Officials also cited concerns that the TTA did not have satisfactory plans for continuing the route on from Durham to Chapel Hill.

"They had no real plan to take the system to Chapel Hill from [the Fulton Street station] without going along Duke property-along the golf course and on out," said University Architect John Pearce.

Despite the lack of a concrete agreement with the TTA, Pearce said the University's master plan assumes that a station will be located somewhere near campus.

"We accept without question that such a transit system would be beneficial to the University," said Pearce. "It would exert many positive influences [on the campus] by making access easier."

It has been a number of months since the University and TTA have met to discuss the project because more pressing concerns have come to the forefront.

"The biggest dilemma facing TTA may be the ability to successfully compete for federal funds to support the project," said David King, TTA's general manager.

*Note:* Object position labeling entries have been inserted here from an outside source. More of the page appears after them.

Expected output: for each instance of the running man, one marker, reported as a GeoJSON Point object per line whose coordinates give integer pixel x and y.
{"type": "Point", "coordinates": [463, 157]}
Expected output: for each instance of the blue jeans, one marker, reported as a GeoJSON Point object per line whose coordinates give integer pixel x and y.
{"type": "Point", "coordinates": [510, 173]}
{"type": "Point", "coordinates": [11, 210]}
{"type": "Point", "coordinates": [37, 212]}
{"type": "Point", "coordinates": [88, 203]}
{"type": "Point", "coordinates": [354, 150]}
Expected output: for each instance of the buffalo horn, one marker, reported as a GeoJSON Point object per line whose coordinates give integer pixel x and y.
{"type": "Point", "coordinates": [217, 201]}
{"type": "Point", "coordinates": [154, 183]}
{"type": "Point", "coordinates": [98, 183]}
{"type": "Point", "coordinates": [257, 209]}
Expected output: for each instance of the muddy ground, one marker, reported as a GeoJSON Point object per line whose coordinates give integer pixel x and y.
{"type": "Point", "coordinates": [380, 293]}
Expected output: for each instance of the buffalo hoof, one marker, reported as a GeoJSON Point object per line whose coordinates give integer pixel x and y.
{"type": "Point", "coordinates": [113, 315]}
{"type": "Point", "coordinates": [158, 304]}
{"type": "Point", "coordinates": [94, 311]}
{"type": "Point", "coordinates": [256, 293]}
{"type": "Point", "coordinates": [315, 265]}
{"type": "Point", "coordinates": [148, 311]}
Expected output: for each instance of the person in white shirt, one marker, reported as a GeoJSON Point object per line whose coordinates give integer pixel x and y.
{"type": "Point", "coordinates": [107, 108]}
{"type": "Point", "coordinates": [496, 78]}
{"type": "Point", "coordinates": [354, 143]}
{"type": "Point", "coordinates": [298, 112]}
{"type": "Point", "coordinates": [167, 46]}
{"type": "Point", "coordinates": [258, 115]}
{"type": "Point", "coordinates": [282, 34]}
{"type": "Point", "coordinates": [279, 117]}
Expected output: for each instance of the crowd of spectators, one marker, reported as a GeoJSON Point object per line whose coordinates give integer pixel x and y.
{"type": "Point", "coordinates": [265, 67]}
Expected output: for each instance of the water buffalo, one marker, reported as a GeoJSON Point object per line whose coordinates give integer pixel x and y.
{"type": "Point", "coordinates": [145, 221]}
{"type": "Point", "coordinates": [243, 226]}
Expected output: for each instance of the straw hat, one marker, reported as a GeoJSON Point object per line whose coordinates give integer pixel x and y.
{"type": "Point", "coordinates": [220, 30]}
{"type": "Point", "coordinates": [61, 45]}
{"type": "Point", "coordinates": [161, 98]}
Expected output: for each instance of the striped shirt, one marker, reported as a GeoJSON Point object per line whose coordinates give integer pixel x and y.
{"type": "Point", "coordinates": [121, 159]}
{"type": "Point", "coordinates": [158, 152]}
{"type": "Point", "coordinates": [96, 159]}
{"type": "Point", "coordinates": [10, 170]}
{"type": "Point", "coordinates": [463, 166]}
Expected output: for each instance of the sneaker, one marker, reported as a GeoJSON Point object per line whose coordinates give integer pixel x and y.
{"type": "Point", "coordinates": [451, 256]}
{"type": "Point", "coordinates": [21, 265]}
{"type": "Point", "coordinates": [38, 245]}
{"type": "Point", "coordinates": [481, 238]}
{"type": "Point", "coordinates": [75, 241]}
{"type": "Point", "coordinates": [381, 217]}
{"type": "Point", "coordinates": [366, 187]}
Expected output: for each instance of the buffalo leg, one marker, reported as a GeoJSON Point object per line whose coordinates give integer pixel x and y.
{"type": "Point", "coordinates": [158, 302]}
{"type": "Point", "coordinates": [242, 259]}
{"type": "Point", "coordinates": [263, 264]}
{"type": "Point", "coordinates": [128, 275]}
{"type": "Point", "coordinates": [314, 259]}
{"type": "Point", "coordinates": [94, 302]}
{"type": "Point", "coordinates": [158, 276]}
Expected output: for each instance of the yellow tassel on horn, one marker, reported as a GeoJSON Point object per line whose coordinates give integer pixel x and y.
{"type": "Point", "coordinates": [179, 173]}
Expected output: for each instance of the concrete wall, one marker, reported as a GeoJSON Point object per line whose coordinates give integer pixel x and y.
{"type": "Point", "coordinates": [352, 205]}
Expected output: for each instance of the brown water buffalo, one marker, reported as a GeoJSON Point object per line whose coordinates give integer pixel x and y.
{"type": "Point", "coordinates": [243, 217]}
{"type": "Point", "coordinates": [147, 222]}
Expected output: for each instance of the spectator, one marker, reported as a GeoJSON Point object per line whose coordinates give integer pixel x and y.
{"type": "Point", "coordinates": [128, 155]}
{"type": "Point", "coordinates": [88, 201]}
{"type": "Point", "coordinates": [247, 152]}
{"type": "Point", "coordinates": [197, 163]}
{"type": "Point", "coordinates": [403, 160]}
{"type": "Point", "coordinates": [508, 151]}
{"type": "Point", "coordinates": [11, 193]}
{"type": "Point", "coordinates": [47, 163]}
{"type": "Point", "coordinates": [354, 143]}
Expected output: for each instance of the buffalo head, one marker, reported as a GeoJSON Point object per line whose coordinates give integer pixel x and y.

However, even the system's mode of transportation is still undetermined. "Four technologies are being looked at," said Tallmadge. "We are still trying to decide which technologies are the most appropriate to include." TTA officials are deciding among continuing the current rail vehicle, an electrified or diesel-fueled light rail vehicle, a busway and a hybrid busway system that would allow for bus travel along existing streets with corridors designed expressly for bus travel.

Tom Kendig, a project manager at the DOT, said choosing the most appropriate technology is another difficult aspect of the project. "We have to determine what is the best type of service, and which technology is most appropriate," he said. "There is a special effort in and around Duke to find the technology that has the least impacts."

Despite these snags, TTA officials remain confident that their work will eventually help shape the Triangle's future.

"Any complicated infrastructure project goes through a series of stages," said Juanita Shearer-Swink, senior transportation planner at the TTA. "We will resolve the details. Some take longer than others, but we will move forward with this project. It is a critical part of this region's future."